2 Thessalonians 1:1-10

Greeting

1 Paul, Silvanus, and Timothy,

To the church of the Thessalonians in God our Father and the Lord Jesus Christ:

2 Grace to you and peace from God our Father and the Lord Jesus Christ.

God’s Final Judgment and Glory

3 We are bound to thank God always for you, brethren, as it is fitting, because your faith grows exceedingly, and the love of every one of you all abounds toward each other, 4 so that we ourselves boast of you among the churches of God for your patience and faith in all your persecutions and tribulations that you endure, 5 which is manifest evidence of the righteous judgment of God, that you may be counted worthy of the kingdom of God, for which you also suffer; 6 since it is a righteous thing with God to repay with tribulation those who trouble you, 7 and to give you who are troubled rest with us when the Lord Jesus is revealed from heaven with His mighty angels, 8 in flaming fire taking vengeance on those who do not know God, and on those who do not obey the gospel of our Lord Jesus Christ. 9 These shall be punished with everlasting destruction from the presence of the Lord and from the glory of His power, 10 when He comes, in that Day, to be glorified in His saints and to be admired among all those who believe,[a] because our testimony among you was believed.

Luke 17:20-25

The Coming of the Kingdom

20 Now when He was asked by the Pharisees when the kingdom of God would come, He answered them and said, “The kingdom of God does not come with observation; 21 nor will they say, ‘See here!’ or ‘See there!’ For indeed, the kingdom of God is within you.”

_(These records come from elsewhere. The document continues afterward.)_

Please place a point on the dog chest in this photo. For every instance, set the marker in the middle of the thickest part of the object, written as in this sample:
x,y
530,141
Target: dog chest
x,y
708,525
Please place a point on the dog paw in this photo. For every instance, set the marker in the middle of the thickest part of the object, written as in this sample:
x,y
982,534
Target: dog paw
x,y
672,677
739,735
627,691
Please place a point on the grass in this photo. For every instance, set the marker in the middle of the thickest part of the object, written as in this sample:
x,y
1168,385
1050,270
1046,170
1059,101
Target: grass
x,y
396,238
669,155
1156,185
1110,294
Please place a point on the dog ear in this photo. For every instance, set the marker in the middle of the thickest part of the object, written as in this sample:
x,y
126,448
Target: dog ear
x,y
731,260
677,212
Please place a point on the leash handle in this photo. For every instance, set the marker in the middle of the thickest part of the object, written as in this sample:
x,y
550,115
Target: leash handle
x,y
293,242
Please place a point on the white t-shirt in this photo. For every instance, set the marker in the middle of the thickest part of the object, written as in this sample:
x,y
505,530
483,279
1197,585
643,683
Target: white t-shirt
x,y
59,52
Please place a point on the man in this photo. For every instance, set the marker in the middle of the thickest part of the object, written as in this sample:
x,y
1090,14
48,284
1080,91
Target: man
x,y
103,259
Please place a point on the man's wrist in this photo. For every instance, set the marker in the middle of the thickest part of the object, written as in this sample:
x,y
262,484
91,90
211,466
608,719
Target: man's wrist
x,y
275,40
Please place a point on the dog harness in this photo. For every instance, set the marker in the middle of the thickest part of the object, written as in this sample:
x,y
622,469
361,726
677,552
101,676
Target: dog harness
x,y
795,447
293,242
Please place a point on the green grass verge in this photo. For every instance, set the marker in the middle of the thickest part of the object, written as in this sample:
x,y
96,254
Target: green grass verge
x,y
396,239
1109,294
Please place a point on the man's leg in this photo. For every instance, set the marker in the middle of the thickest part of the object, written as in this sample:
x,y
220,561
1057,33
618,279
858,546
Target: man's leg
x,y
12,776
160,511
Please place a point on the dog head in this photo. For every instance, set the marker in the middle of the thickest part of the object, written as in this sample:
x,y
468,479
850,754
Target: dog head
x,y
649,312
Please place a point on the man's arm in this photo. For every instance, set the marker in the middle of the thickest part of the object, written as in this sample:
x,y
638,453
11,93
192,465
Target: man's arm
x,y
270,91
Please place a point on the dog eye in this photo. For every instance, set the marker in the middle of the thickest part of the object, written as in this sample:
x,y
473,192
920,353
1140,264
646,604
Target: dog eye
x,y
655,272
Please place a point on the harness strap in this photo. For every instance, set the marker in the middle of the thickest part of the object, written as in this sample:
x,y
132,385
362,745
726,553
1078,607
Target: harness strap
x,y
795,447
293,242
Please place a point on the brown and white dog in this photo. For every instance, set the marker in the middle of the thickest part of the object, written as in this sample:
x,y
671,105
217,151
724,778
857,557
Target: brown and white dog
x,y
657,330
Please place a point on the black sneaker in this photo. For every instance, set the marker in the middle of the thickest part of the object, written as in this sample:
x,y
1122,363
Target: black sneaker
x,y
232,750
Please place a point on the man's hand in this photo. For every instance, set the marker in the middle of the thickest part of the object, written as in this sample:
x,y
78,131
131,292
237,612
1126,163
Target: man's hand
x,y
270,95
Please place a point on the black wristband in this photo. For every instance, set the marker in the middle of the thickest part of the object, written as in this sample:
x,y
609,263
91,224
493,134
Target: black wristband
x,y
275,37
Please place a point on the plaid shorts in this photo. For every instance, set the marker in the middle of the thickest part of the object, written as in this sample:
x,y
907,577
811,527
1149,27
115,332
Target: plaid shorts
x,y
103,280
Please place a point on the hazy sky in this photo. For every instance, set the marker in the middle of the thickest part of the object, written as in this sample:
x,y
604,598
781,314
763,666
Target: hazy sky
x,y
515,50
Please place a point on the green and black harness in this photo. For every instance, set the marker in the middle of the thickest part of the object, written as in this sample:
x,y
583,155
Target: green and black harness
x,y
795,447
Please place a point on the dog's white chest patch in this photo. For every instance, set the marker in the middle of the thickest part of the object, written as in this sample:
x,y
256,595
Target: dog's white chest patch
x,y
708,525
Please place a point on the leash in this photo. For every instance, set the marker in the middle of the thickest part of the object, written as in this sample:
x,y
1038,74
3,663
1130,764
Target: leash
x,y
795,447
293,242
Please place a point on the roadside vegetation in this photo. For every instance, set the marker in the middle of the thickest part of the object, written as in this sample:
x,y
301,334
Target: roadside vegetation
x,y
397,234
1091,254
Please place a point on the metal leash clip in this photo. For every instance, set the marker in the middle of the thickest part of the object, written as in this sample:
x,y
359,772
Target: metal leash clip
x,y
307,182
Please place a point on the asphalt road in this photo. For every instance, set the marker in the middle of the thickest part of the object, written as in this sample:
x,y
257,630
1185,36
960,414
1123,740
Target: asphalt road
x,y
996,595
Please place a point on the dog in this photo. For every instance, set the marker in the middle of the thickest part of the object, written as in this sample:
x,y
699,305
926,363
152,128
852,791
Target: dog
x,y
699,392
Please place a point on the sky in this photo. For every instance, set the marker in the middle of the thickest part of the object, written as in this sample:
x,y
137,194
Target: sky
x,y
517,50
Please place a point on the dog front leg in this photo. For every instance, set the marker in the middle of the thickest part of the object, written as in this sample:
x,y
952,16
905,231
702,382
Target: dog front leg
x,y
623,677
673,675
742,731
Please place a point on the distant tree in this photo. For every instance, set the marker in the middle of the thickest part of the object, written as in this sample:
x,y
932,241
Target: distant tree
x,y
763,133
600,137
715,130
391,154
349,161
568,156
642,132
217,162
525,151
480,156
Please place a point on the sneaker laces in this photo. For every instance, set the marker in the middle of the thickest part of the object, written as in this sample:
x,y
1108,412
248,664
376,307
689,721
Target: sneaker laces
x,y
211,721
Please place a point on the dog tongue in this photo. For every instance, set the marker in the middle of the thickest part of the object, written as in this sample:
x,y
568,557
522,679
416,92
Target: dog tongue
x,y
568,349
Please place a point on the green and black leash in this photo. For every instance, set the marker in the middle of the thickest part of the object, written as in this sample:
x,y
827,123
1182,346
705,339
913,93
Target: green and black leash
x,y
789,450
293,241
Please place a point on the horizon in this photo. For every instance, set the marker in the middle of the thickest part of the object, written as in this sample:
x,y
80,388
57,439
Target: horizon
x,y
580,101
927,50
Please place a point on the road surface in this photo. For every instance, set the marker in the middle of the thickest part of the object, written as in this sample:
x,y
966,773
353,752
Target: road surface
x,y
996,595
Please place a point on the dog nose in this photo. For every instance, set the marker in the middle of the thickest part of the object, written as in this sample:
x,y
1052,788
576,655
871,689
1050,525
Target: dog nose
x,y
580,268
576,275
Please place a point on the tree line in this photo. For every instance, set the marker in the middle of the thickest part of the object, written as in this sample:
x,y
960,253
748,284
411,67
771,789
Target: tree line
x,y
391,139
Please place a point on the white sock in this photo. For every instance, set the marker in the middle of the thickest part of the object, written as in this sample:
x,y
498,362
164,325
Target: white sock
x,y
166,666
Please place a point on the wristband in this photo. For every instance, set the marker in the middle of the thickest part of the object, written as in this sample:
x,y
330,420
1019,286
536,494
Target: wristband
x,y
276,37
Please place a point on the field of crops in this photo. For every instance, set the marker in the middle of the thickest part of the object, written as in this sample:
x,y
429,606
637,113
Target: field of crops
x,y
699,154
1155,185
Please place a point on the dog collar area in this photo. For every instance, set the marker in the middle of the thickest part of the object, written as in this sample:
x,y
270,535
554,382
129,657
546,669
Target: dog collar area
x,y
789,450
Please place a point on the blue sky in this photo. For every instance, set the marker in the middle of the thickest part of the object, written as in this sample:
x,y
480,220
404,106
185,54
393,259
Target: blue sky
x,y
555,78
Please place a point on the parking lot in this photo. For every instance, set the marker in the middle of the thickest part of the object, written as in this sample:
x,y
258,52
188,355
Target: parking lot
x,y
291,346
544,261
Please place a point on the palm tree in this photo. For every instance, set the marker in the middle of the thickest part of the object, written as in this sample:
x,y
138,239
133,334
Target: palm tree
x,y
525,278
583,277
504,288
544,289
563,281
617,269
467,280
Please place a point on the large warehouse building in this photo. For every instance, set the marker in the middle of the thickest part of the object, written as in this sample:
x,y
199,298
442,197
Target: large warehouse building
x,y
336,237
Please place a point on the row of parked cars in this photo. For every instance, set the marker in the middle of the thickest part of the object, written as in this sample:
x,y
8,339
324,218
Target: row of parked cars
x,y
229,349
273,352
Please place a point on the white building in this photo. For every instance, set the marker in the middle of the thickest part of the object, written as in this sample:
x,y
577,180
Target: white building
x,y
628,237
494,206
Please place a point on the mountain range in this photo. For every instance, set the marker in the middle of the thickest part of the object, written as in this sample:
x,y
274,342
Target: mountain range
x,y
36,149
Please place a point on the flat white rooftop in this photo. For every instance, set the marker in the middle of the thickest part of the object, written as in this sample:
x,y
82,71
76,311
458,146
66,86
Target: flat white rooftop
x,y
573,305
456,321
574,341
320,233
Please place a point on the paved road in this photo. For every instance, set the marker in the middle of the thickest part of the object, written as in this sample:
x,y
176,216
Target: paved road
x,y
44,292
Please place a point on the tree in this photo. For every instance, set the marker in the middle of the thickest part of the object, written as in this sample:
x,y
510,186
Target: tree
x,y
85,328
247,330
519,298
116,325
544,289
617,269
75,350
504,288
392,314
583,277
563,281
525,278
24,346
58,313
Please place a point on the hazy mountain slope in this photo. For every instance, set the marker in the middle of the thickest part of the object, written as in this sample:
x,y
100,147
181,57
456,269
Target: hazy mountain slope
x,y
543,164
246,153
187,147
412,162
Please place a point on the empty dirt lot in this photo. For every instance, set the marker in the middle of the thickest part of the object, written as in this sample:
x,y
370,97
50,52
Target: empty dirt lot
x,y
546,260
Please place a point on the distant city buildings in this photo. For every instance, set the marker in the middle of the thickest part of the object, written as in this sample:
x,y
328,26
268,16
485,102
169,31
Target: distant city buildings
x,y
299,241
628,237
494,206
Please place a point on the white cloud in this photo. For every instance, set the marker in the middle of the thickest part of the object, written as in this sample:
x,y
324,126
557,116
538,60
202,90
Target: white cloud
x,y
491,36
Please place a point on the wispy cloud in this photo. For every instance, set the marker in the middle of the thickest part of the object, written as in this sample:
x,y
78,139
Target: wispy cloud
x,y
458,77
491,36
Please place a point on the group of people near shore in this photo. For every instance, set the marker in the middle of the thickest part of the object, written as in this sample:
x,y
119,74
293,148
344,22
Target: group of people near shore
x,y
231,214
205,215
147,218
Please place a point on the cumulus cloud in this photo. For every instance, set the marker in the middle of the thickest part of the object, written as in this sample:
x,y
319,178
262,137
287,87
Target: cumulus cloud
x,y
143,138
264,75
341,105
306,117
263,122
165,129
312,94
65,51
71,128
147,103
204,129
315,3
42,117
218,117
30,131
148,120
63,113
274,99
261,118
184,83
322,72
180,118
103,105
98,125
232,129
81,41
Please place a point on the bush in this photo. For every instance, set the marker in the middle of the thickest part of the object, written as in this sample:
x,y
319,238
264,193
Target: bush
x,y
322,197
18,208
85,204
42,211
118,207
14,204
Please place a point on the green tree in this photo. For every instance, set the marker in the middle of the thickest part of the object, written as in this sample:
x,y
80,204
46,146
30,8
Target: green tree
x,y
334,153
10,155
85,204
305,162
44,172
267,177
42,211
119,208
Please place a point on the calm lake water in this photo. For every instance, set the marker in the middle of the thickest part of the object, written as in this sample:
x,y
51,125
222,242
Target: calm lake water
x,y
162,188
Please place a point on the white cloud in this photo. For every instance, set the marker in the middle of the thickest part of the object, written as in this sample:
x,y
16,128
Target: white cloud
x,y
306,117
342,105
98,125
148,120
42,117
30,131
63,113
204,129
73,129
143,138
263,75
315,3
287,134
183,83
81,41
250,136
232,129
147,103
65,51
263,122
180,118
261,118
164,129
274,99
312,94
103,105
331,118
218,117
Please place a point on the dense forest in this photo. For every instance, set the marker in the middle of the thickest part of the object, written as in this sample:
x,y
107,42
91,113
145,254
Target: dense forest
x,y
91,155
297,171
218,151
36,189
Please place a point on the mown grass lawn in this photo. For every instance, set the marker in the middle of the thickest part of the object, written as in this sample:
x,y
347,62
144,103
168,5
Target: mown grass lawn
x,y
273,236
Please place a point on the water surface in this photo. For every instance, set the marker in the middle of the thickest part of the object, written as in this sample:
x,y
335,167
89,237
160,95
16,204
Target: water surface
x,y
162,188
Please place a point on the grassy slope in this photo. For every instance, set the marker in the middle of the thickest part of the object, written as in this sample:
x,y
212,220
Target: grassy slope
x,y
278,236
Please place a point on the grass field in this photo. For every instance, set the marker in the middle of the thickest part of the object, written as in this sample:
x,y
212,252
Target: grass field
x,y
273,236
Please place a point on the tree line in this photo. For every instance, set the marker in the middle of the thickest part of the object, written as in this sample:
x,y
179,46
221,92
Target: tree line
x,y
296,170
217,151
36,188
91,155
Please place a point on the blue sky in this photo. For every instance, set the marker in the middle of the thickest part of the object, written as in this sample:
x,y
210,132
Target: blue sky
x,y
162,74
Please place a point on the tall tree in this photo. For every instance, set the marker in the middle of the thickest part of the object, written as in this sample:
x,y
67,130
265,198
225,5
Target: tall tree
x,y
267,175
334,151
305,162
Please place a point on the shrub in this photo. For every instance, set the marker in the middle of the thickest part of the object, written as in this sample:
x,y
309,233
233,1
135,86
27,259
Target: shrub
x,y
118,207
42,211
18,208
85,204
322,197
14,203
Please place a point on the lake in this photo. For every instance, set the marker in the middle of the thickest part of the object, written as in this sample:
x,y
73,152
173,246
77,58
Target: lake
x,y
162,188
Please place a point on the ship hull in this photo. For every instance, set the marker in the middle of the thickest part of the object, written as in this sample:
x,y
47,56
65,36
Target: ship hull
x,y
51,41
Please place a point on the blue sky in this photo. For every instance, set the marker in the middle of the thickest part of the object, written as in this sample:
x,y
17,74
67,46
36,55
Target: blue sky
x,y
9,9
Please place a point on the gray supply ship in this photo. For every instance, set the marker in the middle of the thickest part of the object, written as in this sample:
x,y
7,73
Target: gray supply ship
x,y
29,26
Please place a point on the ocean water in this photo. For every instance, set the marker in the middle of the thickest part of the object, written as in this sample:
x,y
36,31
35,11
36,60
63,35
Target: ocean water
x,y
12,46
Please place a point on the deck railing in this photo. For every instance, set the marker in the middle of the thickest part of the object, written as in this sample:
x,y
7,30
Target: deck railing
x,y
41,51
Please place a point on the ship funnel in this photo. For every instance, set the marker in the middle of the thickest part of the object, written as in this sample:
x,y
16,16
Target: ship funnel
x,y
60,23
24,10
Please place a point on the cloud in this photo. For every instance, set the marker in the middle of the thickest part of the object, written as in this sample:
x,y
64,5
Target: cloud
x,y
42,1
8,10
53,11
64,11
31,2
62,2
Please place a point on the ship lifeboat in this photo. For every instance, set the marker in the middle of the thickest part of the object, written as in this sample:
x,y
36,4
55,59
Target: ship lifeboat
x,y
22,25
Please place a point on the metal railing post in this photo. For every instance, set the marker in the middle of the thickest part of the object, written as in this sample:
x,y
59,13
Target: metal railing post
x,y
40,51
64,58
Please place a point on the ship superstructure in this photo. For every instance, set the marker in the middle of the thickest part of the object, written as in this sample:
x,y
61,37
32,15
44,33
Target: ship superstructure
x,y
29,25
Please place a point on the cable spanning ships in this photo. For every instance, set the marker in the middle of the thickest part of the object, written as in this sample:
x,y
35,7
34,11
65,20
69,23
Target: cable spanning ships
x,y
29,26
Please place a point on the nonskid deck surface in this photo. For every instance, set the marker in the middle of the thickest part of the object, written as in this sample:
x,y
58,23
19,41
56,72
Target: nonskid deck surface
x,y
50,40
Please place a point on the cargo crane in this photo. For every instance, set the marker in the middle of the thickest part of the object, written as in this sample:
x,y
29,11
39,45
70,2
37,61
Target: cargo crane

22 Then He said to the disciples, “The days will come when you will desire to see one of the days of the Son of Man, and you will not see it. 23 And they will say to you, ‘Look here!’ or ‘Look there!’ Do not go after them or follow them. 24 For as the lightning that flashes out of one part under heaven shines to the other part under heaven, so also the Son of Man will be in His day. 25 But first He must suffer many things and be rejected by this generation.

Abbot Tryphon

About Abbot Tryphon

The Very. Rev. Abbot Tryphon All-Merciful Saviour Monastery on Vashon Island, Washington. The Monastery is under the omophore of The Most Rev. Archbishop Kyrill of San Francisco and Western America, of the Russian Orthodox Church Outside of Russia. Situated in the heart of a beautiful forest, surrounded by the Salish Sea, the monastery is reached by ferry from either Seattle, or Tacoma, Washington.

6 comments:

  1. I understand and agree with what you’re saying but I have a question. Let’s say there is a good Godly family driving home from church when out of no where a car crashes into them even though they looked each way and were following all the rules. Let’s say one of the parents die. Why then do bad things happen to good people when it is not their own doing?

    1. We live in a fallen world, due to humankind’s disobedience to our Creator God. Suffering and death are the result of the fall, which had an effect on natural law.
      Before the fall there was no suffering or death. Most of the time, God does not interfere with natural law, but allows suffering as a means of bringing about salvation. In such instances, there is no moral judgment involved, since natural law is blind, and our God does not usually interfere with it. Just as God does not intervene to save good people from earthquake or disease, He does not send these misfortunes to punish us. Suffering and death are the result of our having turned our collective backs on God. Regarding the tragic things that happen to good people, much must remain a mystery. God knows what is in store for his children, and sometimes the loss we experience, eventually brings about good.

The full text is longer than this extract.